But its latest trends in lending report added that the annual rate of growth in the stock of lending to UK businesses remained negative in the three months to February.

Since the start of the year, the Bank’s measures of quoted rates on 2-year fixed-rate mortgages have been little changed, though rates on 5-year fixed-rate mortgages picked up slightly.

Quoted rates on new personal loans fell by around 50 basis points in 2014 Q1 compared to the previous quarter.

Over the past year, credit availability had eased for firms of all sizes and all sectors, according to a survey by the Bank’s network of Agents. Demand for credit across all business sizes increased in 2014 Q1, according to respondents to the Bank of England’s Credit Conditions Survey.

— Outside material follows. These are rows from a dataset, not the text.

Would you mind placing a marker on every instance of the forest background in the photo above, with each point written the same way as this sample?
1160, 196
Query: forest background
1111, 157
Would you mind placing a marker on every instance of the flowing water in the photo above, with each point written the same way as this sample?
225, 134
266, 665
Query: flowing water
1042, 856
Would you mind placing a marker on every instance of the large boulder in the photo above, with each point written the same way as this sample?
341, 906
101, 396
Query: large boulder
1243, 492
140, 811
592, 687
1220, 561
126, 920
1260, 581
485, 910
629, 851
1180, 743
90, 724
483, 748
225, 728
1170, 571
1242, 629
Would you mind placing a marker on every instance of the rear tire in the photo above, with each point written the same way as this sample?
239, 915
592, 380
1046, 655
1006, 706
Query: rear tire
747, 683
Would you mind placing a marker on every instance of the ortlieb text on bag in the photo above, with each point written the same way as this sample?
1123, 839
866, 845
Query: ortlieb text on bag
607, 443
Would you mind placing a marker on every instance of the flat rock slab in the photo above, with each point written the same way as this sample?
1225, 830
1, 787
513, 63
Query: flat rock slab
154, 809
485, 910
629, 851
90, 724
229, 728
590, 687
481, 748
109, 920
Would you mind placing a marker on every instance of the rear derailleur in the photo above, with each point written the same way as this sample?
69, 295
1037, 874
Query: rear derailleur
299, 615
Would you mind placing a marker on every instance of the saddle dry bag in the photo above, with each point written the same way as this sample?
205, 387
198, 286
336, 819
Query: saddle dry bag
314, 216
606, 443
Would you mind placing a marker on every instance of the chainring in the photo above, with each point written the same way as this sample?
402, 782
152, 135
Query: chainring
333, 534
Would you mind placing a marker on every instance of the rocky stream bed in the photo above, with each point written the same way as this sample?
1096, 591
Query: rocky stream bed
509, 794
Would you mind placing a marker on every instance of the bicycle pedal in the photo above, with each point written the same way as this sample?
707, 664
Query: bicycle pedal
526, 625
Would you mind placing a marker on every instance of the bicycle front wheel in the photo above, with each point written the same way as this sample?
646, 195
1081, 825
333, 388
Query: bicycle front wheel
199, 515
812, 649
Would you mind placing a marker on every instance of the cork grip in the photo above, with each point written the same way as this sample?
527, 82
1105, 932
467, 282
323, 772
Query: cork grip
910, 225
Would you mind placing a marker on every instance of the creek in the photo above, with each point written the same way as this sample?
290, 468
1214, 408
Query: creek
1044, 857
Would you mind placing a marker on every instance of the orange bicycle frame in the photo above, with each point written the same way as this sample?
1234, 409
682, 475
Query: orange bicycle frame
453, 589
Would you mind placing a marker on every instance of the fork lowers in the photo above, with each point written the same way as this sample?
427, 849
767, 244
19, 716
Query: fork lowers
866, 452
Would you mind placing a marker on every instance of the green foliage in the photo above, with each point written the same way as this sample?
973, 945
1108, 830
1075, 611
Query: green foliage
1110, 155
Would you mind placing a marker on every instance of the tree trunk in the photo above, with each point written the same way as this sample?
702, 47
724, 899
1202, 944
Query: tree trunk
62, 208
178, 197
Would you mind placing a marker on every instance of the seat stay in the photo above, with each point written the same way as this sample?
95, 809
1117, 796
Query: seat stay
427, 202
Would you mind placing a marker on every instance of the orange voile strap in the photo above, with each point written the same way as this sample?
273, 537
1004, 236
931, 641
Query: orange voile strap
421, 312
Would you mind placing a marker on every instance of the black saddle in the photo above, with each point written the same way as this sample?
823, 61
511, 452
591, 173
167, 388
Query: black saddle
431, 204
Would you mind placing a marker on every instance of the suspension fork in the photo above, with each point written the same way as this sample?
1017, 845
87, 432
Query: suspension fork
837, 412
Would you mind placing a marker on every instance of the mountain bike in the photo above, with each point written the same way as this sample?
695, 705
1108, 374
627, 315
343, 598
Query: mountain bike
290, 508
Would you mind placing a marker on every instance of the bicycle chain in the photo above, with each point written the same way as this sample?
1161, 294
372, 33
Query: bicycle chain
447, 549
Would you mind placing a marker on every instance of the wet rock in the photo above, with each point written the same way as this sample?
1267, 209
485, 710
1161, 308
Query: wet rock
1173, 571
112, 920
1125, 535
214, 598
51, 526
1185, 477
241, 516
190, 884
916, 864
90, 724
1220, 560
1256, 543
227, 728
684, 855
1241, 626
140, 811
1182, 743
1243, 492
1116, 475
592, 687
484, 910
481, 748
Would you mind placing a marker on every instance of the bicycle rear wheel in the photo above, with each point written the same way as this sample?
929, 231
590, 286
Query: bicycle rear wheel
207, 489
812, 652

Lenders in the Credit Conditions Survey reported that the availability of secured credit to households increased for the seventh consecutive quarter and demand for house purchase increased in 2014 Q1.

Stephen Johnson, MD of Commercial Mortgages at Shawbrook Bank, said: “Lending to small businesses is critical to the country’s economic recovery and it’s disappointing to see that lending still hasn’t picked up significantly.

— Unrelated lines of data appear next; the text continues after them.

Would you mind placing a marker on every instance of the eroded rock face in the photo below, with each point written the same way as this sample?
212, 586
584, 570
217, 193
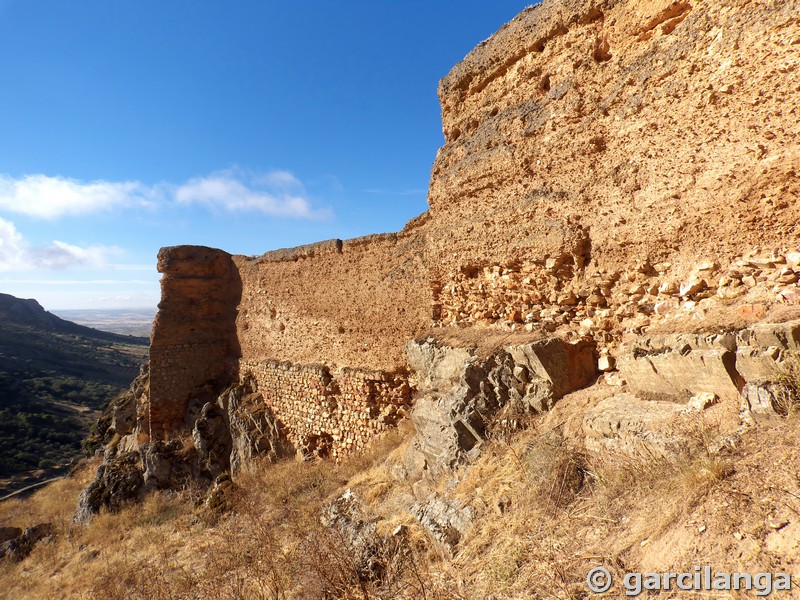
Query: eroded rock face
460, 392
627, 424
254, 430
677, 366
118, 481
446, 520
758, 365
348, 517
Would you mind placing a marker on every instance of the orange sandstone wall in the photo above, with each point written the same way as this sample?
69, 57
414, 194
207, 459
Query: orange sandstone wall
319, 328
342, 303
607, 166
193, 348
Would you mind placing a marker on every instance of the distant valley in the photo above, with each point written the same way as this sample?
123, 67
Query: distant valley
125, 321
55, 378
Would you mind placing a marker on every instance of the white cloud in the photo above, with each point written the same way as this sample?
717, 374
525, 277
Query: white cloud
51, 197
16, 255
277, 193
11, 249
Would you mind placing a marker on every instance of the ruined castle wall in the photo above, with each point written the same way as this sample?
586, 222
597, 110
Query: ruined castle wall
329, 414
341, 303
607, 167
612, 135
193, 348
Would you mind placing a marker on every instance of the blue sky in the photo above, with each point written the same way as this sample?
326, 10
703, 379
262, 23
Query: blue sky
247, 126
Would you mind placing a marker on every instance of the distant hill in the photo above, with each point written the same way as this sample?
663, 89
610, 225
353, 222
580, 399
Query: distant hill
55, 376
126, 321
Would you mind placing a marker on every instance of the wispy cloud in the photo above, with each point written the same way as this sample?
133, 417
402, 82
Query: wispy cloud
275, 193
278, 194
383, 192
16, 255
52, 197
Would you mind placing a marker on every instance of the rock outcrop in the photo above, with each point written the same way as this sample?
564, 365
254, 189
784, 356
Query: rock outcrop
617, 189
461, 394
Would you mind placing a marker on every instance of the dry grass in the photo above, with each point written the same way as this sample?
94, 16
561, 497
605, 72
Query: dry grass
546, 513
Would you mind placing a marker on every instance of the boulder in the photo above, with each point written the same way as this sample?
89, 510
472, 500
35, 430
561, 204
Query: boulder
462, 393
118, 481
446, 520
629, 425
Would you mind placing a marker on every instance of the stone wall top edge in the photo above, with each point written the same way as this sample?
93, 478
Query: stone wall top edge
367, 373
524, 31
333, 246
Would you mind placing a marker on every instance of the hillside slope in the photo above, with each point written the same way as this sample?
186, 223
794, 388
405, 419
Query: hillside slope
54, 377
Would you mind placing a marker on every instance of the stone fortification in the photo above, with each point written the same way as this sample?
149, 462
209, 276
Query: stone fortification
193, 347
609, 169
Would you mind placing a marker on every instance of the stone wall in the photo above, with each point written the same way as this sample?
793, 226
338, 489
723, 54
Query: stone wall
326, 413
606, 133
609, 168
342, 303
193, 348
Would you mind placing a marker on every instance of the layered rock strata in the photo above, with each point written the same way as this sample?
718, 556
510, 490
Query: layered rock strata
610, 169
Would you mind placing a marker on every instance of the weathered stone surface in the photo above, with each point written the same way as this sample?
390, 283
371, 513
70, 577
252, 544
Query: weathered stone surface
763, 348
212, 439
254, 430
446, 520
348, 517
118, 480
9, 533
757, 365
678, 366
168, 465
194, 344
461, 392
625, 423
567, 198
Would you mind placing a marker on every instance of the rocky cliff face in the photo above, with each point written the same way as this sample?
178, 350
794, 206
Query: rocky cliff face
617, 177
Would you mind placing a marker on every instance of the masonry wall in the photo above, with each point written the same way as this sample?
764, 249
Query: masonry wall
329, 414
608, 168
193, 347
342, 303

“In part this is due to an on-going lack of awareness among some SMEs about alternative sources of finance.

“The government’s support of the specialist banks is very encouraging but we should all continue to spread the word that there are options beyond the high street.

“Brokers are key to giving borrowers an overview of the market and can help to educate small businesses that there are banks like us with a real appetite to lend.”

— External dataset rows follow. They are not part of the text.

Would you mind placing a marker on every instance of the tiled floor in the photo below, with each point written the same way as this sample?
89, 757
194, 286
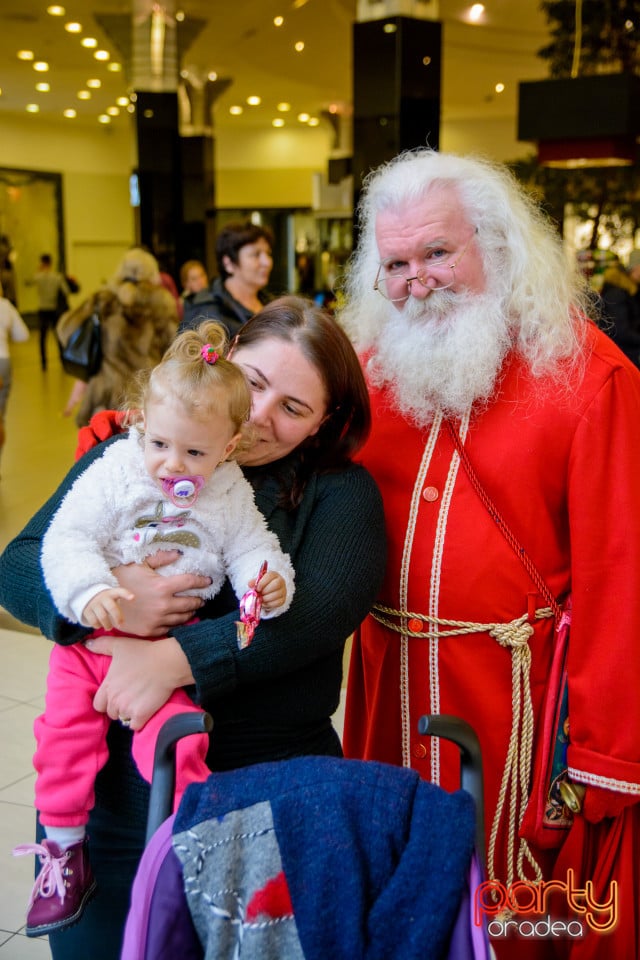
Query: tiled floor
38, 452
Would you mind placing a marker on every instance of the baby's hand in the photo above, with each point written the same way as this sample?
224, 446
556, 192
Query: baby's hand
272, 589
104, 611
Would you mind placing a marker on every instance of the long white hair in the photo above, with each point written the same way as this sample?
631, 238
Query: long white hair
543, 298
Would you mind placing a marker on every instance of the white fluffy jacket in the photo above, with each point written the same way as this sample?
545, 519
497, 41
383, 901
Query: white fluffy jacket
115, 513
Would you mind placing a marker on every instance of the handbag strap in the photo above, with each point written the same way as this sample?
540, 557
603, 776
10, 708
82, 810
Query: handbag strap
503, 526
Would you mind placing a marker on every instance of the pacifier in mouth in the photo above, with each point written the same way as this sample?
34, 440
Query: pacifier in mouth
182, 491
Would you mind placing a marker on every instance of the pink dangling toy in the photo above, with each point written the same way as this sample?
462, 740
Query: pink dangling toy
250, 607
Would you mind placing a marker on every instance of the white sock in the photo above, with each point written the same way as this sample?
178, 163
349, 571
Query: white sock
65, 836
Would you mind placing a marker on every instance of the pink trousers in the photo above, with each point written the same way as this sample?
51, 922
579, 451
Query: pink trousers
72, 739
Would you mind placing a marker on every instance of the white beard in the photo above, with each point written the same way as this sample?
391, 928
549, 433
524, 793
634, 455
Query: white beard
443, 353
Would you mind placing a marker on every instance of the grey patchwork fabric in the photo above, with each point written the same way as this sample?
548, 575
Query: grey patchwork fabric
236, 888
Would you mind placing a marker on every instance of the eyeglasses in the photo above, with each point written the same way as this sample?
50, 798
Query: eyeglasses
396, 286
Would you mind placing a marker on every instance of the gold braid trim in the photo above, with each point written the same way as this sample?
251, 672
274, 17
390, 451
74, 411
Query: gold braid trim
513, 636
458, 627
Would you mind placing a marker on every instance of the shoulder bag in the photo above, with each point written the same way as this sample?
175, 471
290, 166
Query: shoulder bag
81, 355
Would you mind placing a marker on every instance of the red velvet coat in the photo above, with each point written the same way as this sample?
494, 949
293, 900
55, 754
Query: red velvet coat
563, 468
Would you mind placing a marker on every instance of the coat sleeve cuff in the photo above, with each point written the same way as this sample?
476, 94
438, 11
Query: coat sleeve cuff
607, 773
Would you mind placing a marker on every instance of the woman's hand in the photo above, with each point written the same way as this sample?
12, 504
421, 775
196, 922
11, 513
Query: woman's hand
156, 609
142, 676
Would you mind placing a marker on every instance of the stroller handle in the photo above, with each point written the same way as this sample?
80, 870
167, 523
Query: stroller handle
164, 768
471, 779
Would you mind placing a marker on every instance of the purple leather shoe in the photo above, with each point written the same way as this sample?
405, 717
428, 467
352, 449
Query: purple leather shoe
62, 889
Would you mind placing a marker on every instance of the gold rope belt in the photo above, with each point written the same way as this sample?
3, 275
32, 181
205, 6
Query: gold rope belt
516, 776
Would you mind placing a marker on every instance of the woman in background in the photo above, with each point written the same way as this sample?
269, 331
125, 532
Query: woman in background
138, 321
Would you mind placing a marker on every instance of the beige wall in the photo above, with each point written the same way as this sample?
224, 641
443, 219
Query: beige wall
254, 168
95, 163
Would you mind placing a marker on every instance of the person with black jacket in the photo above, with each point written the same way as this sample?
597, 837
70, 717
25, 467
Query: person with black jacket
244, 258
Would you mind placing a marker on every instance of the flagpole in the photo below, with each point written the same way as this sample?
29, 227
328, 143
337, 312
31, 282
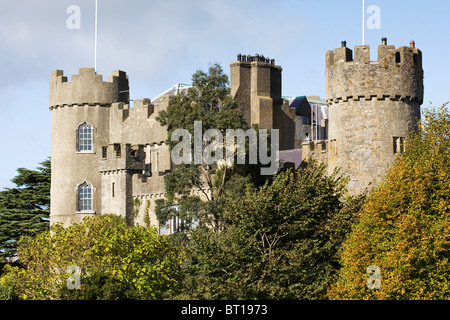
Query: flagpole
364, 22
96, 35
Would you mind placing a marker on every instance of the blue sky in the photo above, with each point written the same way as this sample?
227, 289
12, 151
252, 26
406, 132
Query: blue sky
163, 42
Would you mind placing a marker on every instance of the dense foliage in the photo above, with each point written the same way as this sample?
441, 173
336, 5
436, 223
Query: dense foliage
25, 209
116, 262
210, 102
279, 241
404, 228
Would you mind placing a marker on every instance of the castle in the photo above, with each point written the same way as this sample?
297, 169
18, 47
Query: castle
109, 157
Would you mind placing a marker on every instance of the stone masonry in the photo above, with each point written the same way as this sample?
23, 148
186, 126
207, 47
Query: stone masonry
110, 157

Mark Harris, chief executive of mortgage broker SPF Private Clients, said: “The volume of mortgage lending continues to rise as more buyers take advantage of the cheap rates available to get on the housing ladder or move up it.

“However, while transactions are much higher than a year ago across most of the country, they are still below pre-recession levels so the recovery still has some way to go.

“Two-year fixes were largely unchanged in the first quarter but five-year fixes have started to edge up, partly as a result of higher Swap rates which have doubled in the past year.

“However, there are still five-year deals pegged at around 3% for those with sizeable deposits, which is excellent value.

“Help to Buy is having a significant impact on the number of higher loan-to-value deals now available, with lenders expected to do more lending at higher LTVs in coming months.

“With the new mortgage rules now introduced, we expect to see a slowdown in mortgage processing, particularly where borrowers go direct to the lender. However, once the new rules have bedded in and any glitches are ironed out, the market should continue to perform strongly for the remainder of the year.”

And David Whittaker, managing director of Mortgages for Business, said: “Remarkable growth in mortgage lending is just one of many good omens signalling an about-change in the UK’s economic prospects. But a new era of optimism will mean a new era for interest rates.

“And the faster we shift back towards prosperity, the sooner the likes of Mark Carney will be eyeing a return to a more normal base-rate policy.

“At the current rate of knots, we expect the Bank of England to raise the base-rate early next year – and certainly before the next general election.

“Such a move could have a very real effect on household finances, especially for the unprepared.

“A few mortgage products are already starting to become a little pricier, and in the next twelve months that trend will accelerate. We’re already advising landlords to find a five year fixed rate deal – and for many homeowners too, it may be wise to switch to a fixed rate deal sooner rather than later.”